Peter Cross started his works on paper when travelling, as a sort of diary, taking with him, away from the cultural weight of the studio, the easily transportable materials of the “landscape artist” and carrying them from town to town. However, he did not take his materials in the same way as a traditional landscape painter, taking notes of the countryside, like Cotman in East Anglia or Turner in Switzerland. He took them paradoxically as a “city painter,” locked in a room in the centre of an urban life, surrounded by people, by bonded and sewn together structures, but thousands of bricks, cables, pipes and drains, in the centre of a living cosmogony that reflects the inner complexity of the individual.

Born in 1950, in Brazil, but raised in England from the age of 11, Cross’s use of colour and light is typical of someone brought up in two antagonistic cultures and countries. The audacity with which he combines northern light with bright colours such as brilliant yellow and geranium red reveals a unique sense of observation and colour coordination. This perception becomes apparent when looking at his technique. Not only does he put one wash over another to obtain gradations of colour and tone, but he also retains in the classical way the monochromatic under-painting as a base. In addition to that, he sometimes wipes out areas of dry colour by scratching the surface of the paper with palette knives or spatula. The monopoly of paintbrushes seems to have been abandoned. Accidental patterns and lines are often created by blocks of wood slightly painted on one side and then pressed onto the paper, or by using sponges, ink rollers, or stencils. His constant need to bring together colours from opposite ends of the spectrum leads him to use oil paint, printing ink, and encaustic. This tends to heighten and strengthen the bodies of colours and create a wide field of tones and lights. The basic medium he has chosen here is part of a very strong British tradition of seeing and painting. However, this tradition re-emerges somehow transcended in each piece of work.
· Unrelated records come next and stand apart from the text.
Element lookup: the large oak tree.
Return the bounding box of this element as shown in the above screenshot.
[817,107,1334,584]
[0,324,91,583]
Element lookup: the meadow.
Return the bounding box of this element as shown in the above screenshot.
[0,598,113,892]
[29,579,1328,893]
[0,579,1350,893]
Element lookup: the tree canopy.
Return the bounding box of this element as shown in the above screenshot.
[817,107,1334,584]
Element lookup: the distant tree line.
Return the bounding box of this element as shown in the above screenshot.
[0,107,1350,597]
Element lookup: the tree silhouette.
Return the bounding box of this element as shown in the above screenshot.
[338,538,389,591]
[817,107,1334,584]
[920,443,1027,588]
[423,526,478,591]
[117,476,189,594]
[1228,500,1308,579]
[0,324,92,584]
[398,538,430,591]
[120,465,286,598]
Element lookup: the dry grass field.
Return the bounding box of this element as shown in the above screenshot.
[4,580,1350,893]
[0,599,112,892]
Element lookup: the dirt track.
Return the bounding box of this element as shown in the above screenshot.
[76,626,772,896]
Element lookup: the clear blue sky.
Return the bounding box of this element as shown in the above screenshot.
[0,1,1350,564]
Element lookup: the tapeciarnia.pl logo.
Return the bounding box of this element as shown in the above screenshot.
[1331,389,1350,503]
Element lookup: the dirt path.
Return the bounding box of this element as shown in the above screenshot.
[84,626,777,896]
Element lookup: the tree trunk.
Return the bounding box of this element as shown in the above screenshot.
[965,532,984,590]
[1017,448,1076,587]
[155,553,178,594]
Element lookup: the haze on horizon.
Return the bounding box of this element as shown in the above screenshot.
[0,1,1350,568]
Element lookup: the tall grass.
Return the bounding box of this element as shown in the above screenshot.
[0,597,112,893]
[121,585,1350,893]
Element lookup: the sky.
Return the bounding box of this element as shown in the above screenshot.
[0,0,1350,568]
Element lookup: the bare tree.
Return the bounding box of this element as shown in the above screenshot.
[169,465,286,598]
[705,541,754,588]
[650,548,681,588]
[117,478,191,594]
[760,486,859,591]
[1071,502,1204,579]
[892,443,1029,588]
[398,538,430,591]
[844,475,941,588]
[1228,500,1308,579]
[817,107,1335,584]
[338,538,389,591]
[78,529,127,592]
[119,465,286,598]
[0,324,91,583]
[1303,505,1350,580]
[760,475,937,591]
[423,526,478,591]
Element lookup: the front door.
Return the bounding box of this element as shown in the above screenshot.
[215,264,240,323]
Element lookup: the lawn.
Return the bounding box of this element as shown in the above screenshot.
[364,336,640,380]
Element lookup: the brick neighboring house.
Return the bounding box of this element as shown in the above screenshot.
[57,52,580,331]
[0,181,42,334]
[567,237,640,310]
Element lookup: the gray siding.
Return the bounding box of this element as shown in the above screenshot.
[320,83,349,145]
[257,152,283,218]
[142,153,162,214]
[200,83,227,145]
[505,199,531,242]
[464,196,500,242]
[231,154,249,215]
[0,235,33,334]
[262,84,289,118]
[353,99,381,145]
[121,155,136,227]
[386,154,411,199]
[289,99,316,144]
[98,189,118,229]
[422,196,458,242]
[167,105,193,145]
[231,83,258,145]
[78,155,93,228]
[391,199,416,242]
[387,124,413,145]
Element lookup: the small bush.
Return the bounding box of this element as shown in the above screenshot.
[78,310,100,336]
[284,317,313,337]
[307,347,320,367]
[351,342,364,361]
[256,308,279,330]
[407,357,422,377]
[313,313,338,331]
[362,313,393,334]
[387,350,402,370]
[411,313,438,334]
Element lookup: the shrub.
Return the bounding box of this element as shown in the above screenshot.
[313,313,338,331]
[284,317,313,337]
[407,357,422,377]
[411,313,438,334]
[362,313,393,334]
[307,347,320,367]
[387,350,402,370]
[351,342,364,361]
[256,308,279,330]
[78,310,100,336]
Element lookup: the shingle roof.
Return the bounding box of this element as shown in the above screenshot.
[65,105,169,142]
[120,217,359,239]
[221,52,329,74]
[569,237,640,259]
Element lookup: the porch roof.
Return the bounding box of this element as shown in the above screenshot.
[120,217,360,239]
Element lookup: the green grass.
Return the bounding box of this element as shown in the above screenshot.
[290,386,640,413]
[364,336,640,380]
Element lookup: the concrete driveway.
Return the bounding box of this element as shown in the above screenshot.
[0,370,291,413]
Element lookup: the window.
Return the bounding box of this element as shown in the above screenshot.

To approach these paintings after the theorised death of authenticity and expression left over by post-modernism one has to refuse to take art history in linear terms otherwise they come across either as perfect example of a “fin de siècle” Neo-Abstract Expressionism or just as conventional lyrical exercises in good taste. Abstract expressionist art is largely dedicated to a kind of work that tries to achieve a sort of zero-form/zero-content metaphor for the unspeakable, denying the “objectness” of painting. To avoid this reductive and recently too often celebrated perspective (see Richter), Peter Cross uses abstraction like a poet uses words and silences, simply as a tool—a tool that helps him to explore the dynamics of abstract creation. What interests him is not to depict the mainstream of “city-life,” or even by contrast of an ethereal utopian  “inner-life,” not even to push the limits of visual language, but to express the move between inner desire and outer expression, to find the essential forces that lie between the existing systems and the signs he projects.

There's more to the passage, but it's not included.